Die Hochschulen sind mit der Gefahr konfrontiert, nicht mit den EU-Beihilfevorschriften konform zu gehen, was dazu führen kann, dass ihre gesamte Grundfinanzierung zurückgefordert werden könnte. Dies hat zur Folge, dass die Hochschulen in Brandenburg dazu neigen, Weiterbildung nicht oder eher im Hochpreissegment anzubieten oder über assoziierte Institute zu managen.

Dieser Bericht enthält eine (vom OECD-Projektteam bei KPMG Law in Auftrag gegebene) rechtliche Analyse des EU-Beihilferechts bezogen auf wissenschaftliche Weiterbildung.

Die Analyse beginnt mit einer Untersuchung, ob und unter welchen Umständen ein Weiterbildungsprogramm als wirtschaftliche Tätigkeit angesehen werden muss.
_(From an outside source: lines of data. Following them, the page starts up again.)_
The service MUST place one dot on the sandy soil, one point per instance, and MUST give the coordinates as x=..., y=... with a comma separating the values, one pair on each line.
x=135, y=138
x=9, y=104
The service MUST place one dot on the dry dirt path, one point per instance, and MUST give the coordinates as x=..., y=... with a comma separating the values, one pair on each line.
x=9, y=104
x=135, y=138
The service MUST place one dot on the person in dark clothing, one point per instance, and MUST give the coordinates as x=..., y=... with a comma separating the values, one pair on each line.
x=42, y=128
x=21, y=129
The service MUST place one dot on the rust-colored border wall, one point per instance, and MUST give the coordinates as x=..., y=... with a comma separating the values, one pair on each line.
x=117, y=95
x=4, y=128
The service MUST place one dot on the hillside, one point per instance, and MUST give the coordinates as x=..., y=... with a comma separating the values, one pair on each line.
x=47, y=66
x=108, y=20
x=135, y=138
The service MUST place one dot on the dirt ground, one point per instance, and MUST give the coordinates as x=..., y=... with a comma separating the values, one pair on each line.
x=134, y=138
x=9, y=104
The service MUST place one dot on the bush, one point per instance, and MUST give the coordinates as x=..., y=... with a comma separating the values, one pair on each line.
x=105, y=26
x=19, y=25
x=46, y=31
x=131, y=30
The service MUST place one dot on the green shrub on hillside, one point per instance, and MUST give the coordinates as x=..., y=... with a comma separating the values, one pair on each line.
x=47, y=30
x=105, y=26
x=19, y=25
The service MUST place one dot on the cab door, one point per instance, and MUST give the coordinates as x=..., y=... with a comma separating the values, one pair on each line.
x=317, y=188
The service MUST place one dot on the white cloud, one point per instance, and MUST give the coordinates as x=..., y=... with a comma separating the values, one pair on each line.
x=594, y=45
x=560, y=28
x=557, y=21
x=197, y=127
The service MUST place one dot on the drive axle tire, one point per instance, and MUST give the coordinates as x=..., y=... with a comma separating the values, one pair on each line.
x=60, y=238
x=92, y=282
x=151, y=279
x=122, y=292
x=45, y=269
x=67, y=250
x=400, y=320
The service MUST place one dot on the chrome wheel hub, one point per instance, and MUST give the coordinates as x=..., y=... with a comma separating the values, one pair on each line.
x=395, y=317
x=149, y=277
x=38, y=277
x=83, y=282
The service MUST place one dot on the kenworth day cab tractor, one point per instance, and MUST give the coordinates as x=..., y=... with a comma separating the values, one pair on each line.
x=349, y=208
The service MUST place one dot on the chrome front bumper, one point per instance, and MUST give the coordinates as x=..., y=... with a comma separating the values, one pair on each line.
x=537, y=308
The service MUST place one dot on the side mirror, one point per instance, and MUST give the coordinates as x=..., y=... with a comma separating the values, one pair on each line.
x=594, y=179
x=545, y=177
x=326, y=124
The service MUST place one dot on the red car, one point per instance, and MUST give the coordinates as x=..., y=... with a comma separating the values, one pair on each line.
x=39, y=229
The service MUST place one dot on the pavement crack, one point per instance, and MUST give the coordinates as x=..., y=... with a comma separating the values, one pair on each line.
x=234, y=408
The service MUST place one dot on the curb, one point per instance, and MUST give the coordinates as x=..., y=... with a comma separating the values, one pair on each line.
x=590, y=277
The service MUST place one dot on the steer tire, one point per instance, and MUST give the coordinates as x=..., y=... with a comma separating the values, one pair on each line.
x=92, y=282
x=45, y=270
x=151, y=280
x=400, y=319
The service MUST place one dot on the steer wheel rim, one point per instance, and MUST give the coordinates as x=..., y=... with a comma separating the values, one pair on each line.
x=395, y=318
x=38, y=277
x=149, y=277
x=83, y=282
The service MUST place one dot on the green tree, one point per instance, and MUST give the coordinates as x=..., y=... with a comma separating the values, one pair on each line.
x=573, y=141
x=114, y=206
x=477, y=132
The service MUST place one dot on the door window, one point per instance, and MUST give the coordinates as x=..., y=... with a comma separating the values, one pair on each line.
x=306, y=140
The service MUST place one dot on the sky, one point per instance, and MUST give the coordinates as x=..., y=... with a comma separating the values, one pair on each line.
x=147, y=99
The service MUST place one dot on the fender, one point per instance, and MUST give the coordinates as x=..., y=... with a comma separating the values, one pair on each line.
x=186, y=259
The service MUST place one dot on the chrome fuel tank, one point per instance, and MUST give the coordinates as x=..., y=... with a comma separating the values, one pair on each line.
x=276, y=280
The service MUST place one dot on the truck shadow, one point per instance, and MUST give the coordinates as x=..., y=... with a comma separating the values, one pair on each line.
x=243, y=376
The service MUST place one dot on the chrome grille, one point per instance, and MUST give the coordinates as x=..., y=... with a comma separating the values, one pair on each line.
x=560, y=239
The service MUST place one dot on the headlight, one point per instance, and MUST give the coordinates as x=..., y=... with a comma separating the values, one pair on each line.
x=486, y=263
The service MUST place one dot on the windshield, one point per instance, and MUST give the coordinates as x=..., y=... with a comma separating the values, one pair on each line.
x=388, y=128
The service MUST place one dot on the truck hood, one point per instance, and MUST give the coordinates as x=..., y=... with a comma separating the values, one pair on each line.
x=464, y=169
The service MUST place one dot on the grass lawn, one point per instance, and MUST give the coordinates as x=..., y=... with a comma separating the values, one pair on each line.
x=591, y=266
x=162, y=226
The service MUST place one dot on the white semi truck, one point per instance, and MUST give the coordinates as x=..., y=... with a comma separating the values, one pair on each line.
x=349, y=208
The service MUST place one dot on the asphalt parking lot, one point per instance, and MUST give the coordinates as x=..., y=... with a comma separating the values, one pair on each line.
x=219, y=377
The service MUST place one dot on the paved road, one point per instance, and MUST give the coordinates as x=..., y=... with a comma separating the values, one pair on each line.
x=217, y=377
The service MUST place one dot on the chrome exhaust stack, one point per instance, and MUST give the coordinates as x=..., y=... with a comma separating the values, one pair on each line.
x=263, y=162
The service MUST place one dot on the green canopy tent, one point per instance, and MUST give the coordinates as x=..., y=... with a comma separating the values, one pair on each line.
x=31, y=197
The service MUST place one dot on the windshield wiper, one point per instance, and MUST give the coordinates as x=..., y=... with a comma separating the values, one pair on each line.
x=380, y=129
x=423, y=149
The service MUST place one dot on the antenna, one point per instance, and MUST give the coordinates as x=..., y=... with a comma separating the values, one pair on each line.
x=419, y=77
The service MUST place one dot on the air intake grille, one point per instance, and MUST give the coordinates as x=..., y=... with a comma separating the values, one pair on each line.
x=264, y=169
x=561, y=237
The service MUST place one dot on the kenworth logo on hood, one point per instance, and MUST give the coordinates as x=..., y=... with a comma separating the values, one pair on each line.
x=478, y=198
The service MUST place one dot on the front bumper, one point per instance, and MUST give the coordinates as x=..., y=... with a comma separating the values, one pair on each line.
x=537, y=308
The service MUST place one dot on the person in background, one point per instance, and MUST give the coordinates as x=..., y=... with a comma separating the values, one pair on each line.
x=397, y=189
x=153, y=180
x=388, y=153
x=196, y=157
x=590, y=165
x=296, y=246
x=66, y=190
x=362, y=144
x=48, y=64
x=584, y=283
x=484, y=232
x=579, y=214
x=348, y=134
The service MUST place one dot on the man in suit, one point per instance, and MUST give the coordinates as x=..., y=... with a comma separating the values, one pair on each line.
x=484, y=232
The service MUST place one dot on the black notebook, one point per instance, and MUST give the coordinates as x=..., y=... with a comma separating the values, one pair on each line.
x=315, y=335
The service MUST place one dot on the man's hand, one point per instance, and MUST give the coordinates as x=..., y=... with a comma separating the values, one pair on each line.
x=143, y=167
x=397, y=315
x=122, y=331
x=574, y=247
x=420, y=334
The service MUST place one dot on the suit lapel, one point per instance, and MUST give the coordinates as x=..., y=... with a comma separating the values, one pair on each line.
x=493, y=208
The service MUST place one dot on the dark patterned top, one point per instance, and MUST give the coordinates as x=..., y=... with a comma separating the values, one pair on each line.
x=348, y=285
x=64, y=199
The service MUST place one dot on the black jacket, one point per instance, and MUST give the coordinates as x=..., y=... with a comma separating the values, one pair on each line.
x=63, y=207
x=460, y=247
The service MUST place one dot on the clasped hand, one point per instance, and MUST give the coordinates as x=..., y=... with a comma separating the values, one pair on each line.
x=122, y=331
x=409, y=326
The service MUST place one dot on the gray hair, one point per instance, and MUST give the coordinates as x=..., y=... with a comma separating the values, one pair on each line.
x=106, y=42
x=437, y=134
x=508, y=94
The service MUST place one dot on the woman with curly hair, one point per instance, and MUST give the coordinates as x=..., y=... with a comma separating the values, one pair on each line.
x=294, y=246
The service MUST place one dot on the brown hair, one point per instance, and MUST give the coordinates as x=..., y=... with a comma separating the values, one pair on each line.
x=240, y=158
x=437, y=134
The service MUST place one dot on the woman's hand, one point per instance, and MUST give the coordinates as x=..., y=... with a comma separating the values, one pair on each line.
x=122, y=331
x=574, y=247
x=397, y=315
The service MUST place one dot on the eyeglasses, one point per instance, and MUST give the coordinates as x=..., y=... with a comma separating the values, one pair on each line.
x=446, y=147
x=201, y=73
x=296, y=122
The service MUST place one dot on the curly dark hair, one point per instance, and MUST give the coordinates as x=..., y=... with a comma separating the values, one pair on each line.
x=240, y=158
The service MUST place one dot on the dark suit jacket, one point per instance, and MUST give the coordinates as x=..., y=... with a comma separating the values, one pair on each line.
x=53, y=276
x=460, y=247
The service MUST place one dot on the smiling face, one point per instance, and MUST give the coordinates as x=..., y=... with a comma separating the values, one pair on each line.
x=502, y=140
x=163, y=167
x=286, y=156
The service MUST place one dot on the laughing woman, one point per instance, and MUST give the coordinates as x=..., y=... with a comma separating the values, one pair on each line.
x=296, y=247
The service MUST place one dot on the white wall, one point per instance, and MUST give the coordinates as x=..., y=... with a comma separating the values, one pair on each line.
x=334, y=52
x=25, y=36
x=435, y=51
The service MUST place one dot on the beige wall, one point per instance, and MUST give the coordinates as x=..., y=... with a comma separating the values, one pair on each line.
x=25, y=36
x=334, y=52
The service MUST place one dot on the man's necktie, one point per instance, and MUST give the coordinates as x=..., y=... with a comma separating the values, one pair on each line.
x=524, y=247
Anschließend werden die Fälle betrachtet, in denen ein Programm zwar eine wirtschaftliche Tätigkeit darstellt, aber Merkmale enthält, die zu Ausnahmen und Befreiungen von Beihilfetatbeständen führen können. Im Rahmen der Analyse haben sieben der acht öffentlichen brandenburgischen Hochschulen Angaben zu ihren aktuellen Weiterbildungsangeboten gemacht. Diese Angebote werden anhand der Kriterien und Grundsätze, die sich aus der Analyse ergeben haben, bewertet. Zuletzt wird ein Schema entwickelt, das es den Hochschulen erleichtern soll, eine systematische Analyse eines Weiterbildungsangebots im Hinblick auf das EU-Beihilferecht unter Berücksichtigung der Rechtsprechung des Europäischen Gerichtshofs und der Entscheidungen der Europäischen Kommission durchzuführen.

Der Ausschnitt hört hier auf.